Normally, the small phytoplankton cell sinks only very slowly through the water column and is largely consumed already within the ocean surface layer. By contrast, the long chains of algae formed by Melosira arctica are heavy and can quickly sink to the bottom of the sea. In this way they exported more than 85 per cent of the carbon fixed by primary production from the water surface to the deep sea in summer 2012, just before the expedition. The researchers suppose that the algae had actually grown recently because they found only one-year old ice in the Central Arctic, and because the algae extracted from the guts of sea cucumbers were still able to photosynthesise upon return to the ship’s laboratory. The good nutritional state of the sea cucumbers was also evidence of the massive food supply: the zoologist Dr. Antonina Rogacheva of the P.P. Shirshov Institute of Oceanology found that the animals were larger than normal and with highly developed reproductive organs – an indication that they had been eating abundantly for some two months.

The sea ice physicists on board investigated why ice algae are able to thrive beneath the thinning Arctic sea ice, and how they may also lose their habitat quickly due to the increasing ice melt.
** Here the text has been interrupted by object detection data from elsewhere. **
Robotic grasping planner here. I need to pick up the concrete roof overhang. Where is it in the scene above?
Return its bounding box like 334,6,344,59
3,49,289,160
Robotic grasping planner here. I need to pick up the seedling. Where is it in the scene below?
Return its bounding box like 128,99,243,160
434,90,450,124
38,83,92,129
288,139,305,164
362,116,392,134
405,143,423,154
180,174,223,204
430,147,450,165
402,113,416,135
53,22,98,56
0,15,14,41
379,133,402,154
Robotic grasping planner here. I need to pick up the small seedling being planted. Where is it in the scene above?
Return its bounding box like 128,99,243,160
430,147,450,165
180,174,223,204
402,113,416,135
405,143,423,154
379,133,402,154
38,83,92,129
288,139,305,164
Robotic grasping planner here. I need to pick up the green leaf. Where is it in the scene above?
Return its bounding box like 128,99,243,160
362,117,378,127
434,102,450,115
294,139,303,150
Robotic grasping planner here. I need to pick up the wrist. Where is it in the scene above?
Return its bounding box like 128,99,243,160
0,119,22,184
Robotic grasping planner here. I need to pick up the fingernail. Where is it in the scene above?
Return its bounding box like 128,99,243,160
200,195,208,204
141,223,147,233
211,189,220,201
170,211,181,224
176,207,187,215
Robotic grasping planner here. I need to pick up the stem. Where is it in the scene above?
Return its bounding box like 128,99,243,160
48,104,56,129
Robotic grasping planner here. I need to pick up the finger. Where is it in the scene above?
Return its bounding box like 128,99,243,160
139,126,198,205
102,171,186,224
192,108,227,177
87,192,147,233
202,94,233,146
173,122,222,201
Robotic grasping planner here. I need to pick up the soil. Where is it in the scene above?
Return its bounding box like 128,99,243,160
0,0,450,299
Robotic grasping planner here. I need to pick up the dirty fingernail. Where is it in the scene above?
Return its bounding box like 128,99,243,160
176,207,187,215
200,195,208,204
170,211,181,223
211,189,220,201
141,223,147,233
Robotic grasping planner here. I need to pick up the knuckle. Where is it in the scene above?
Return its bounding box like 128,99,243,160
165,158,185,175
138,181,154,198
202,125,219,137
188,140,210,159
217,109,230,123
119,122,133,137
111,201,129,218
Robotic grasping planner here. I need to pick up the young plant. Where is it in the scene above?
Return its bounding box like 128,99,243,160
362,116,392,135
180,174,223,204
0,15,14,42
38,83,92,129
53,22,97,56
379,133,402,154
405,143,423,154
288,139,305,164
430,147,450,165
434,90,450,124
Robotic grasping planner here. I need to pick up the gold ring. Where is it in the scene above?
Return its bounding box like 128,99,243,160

They determined the ice thickness with an electromagnetic probe dragged by a helicopter and by ice drillings. They also used an underwater robot (ROV) to view the ice from below and to measure how much light penetrates through the ice. Dr. Marcel Nicolaus from the Alfred Wegener Institute explains: "At the end of the summer we still found a lot of ice algae remains, and could quantify them by using an under-ice ROV. The increasing cover by melt ponds permits more light to permeate the ice, and makes the algae grow faster." However, since the ice has become so much thinner in recent years, and the Arctic so much warmer, the ice algae will melt out more quickly from the ice and sink.

"We were able to demonstrate for the first time that the warming and the associated physical changes in the Central Arctic cause fast reactions in the entire ecosystem down to the deep sea", summarizes lead author Boetius. The deep sea has so far been seen as a relatively inert system affected by global warming only with a considerable temporal delay. The fact that microbial decomposition processes fueled by the algal deposits can generate anoxic spots in the deep sea floor within one season alarms the researcher: "We do not know yet whether we have observed a one-time phenomenon or whether this high algal export will continue in the coming years." Current predictions by climate models assume that an ice-free summer could occur in the Arctic in the next decades. Boetius and her team warn: "We still understand far too little about the function of the Arctic ecosystem and its biodiversity and productivity, to be able to estimate the consequences of the rapid sea-ice decline."